IEDA Dept Seminar - Bitcoin Mining and Electricity Consumption
We propose a dynamic industry equilibrium model for Bitcoin electricity consumption in a general framework, including Bitcoin miners’ optimal entry and exit with technology innovation. Using average operating costs to approximate the true operating costs, we overcome the difficulty of strong path dependency incurred by the interaction among entry, exit, and technology innovation. The model can capture the upside and downside co-movements of miners’ computing power, electricity consumption, and mining revenue.
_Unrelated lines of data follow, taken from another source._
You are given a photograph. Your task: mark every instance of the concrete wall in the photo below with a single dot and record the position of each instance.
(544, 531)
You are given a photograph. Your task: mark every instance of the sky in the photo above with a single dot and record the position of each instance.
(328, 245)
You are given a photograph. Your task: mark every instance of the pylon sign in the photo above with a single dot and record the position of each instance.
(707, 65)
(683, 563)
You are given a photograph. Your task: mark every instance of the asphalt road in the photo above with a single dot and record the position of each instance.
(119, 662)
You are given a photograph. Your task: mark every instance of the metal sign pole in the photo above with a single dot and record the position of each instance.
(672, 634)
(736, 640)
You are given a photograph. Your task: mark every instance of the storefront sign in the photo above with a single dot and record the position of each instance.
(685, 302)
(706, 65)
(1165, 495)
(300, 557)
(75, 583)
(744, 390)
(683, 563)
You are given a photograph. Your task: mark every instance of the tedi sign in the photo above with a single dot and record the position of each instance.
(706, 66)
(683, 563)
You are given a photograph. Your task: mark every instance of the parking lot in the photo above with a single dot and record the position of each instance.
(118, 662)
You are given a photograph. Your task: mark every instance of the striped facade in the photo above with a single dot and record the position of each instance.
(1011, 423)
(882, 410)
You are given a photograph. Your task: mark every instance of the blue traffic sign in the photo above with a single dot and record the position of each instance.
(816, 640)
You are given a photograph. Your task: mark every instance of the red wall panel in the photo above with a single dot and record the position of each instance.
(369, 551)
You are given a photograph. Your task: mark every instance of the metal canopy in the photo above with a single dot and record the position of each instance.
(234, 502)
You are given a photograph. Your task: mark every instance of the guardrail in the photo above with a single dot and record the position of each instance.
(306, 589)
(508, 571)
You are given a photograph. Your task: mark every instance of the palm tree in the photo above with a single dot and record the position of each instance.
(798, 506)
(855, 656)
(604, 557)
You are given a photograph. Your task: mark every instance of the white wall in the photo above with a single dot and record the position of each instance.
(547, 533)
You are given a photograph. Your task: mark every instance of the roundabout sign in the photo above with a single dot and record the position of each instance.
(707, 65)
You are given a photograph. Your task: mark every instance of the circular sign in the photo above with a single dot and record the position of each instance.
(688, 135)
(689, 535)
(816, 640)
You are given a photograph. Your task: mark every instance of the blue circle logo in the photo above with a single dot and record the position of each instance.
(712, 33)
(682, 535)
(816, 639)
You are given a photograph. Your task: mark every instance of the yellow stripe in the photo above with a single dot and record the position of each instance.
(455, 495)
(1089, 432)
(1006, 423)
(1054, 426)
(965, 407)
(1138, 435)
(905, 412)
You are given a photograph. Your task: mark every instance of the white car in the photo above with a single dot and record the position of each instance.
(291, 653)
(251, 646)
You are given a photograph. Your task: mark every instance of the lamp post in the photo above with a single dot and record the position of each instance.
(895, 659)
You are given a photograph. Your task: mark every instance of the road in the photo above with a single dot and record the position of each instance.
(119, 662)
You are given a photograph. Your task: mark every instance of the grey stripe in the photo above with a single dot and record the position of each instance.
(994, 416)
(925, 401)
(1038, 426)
Our model predicts that the Bitcoin electricity consumption will not grow indefinitely and the ratio of Bitcoin electricity consumption to the miners’ revenue fluctuates within a certain range.
Joint Work with Steven Kou, Shuaijie Qian, Ling Qin
Keywords: Industry Equilibrium, Bitcoin Mining, Electricity Consumption.
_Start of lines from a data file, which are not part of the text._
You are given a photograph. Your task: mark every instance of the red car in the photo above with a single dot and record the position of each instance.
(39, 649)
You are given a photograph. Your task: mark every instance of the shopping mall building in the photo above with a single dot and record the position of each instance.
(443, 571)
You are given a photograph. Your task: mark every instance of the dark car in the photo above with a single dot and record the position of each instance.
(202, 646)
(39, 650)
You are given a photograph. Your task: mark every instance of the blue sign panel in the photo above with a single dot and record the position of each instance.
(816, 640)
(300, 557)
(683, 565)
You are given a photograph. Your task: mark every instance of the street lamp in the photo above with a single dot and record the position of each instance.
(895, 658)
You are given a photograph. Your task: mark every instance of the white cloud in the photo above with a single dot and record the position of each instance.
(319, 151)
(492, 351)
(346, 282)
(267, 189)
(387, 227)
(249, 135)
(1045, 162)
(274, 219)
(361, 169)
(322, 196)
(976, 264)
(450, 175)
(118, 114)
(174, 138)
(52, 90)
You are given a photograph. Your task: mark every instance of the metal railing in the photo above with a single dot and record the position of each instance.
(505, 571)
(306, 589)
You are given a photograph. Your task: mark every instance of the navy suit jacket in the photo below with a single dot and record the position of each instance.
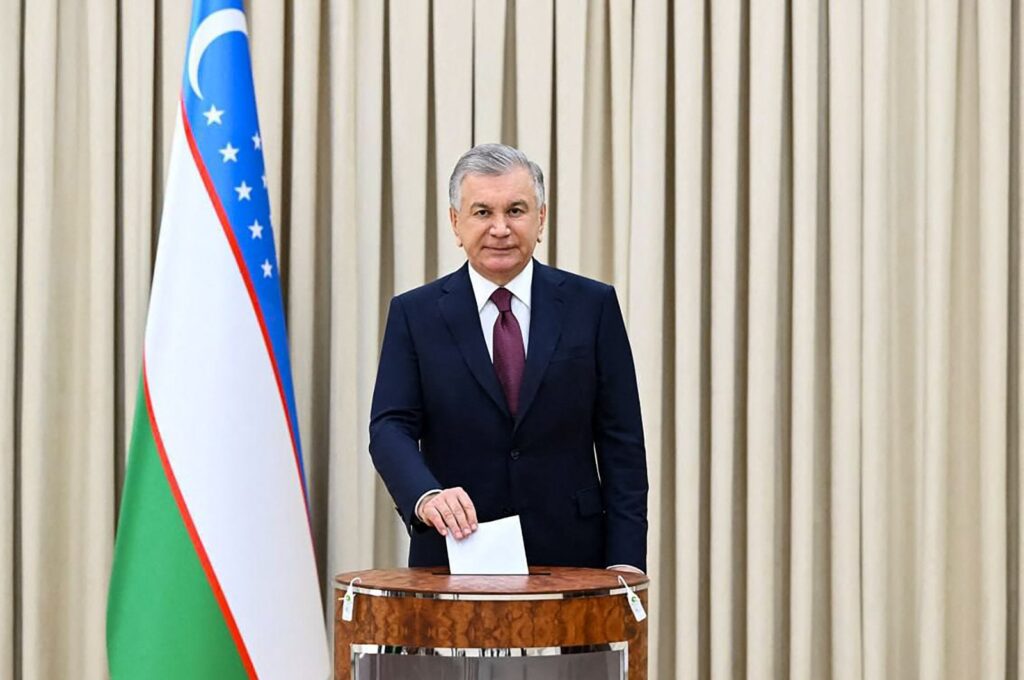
(439, 419)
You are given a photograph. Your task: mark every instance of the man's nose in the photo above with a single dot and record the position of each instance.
(500, 227)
Min Dai is Chair Professor in Applied Statistics and Financial Mathematics, Department of Applied Mathematics, The Hong Kong Polytechnic University (HKPolyU). Prior to joining HKPolyU in 2021, he taught at National University of Singapore and Peking University after receiving his PhD degree from Fudan University in 2000. His research focuses on financial derivative pricing, portfolio selection with market imperfections, corporate finance, and financial technology. He published in peer-reviewed journals of different disciplines, such as Journal of Econometrics, Journal of Economic Theory, Management Science, Mathematical Finance, Review of Financial Studies, and SIAM Journals. Currently he is a Co-editor of Digital Finance and serves in editorial boards of many academic journals, including Finance and Stochastics, Journal of Economic Dynamics and Control, SIAM Journal on Financial Mathematics, and Mathematics and Financial Economics.